To be clear, neither is considered an epidemic. They are referred to as 'Outbreaks.' I'm not a medical professional. But I have to admit that I was rather stymied at the term 'Outbreak.' So I pondered the thought, and asked myself what is an outbreak. By googling: An outbreak is defined as more cases of disease in time or place than expected. If the condition is rare (i.e. food borne botulism) or has serious public health implications (i.e. bio terrorism agent), an outbreak may involve only one case. ONE CASE???
A food borne outbreak is defined as two or more cases of a similar illness after ingestion of a common food or beverage or ingestion of food or beverages at a common meal or event. The definition of a laboratory-confirmed food borne outbreak depends on the pathogen but usually requires two or more cases with the same laboratory diagnosis. TWO or more???
An epidemic is defined by an illness or health-related issue that is showing up in more cases than would be normally expected. A pandemic is normally used to indicate a far higher number of people affected than an epidemic, and a refers to a much larger region affected.
The July 2008 est. United States population is 301,139,947.
- Tomato - that's 0.0000531% of the population (160 cases/301,139,947)
- Measles - that's 0.0000408% of the population (123 cases/301,139,947)

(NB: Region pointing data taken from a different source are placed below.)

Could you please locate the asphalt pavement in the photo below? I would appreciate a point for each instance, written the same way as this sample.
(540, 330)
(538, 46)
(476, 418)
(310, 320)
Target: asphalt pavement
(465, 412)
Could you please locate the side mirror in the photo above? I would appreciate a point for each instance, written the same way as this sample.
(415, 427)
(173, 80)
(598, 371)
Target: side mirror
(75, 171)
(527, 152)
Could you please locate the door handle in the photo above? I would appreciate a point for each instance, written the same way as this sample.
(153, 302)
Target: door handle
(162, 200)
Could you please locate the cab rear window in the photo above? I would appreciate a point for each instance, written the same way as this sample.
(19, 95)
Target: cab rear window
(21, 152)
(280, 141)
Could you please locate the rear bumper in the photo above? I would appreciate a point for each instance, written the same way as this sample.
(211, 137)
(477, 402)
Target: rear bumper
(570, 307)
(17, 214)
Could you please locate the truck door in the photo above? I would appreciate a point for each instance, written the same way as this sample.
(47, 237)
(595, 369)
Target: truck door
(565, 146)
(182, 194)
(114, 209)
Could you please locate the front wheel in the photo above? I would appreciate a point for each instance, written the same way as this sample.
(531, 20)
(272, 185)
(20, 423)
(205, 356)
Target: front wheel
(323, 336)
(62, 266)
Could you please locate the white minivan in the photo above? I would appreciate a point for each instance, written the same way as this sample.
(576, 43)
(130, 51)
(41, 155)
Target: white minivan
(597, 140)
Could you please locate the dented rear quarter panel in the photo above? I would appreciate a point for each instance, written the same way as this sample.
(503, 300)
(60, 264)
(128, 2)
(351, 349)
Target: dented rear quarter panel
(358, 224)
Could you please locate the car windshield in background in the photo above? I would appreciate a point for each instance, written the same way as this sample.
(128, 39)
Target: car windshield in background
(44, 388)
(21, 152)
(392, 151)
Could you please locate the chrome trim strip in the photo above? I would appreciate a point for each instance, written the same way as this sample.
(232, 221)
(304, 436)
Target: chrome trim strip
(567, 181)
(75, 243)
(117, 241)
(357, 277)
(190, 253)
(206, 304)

- Tomato - that's 0.0019384% of the population (160 cases/8,254,315)
- Measles - that's 0.0014901% of the population (123 cases/8,254,315)
Those are such tiny numbers. How can either combination be considered an OUTBREAK? Is it just me? Stay healthy! Wash your veggies and get your booster shots. I got my MMR booster in December. I need to get my Chicken Pox booster soon. I've nevah evah had the chicken pox!!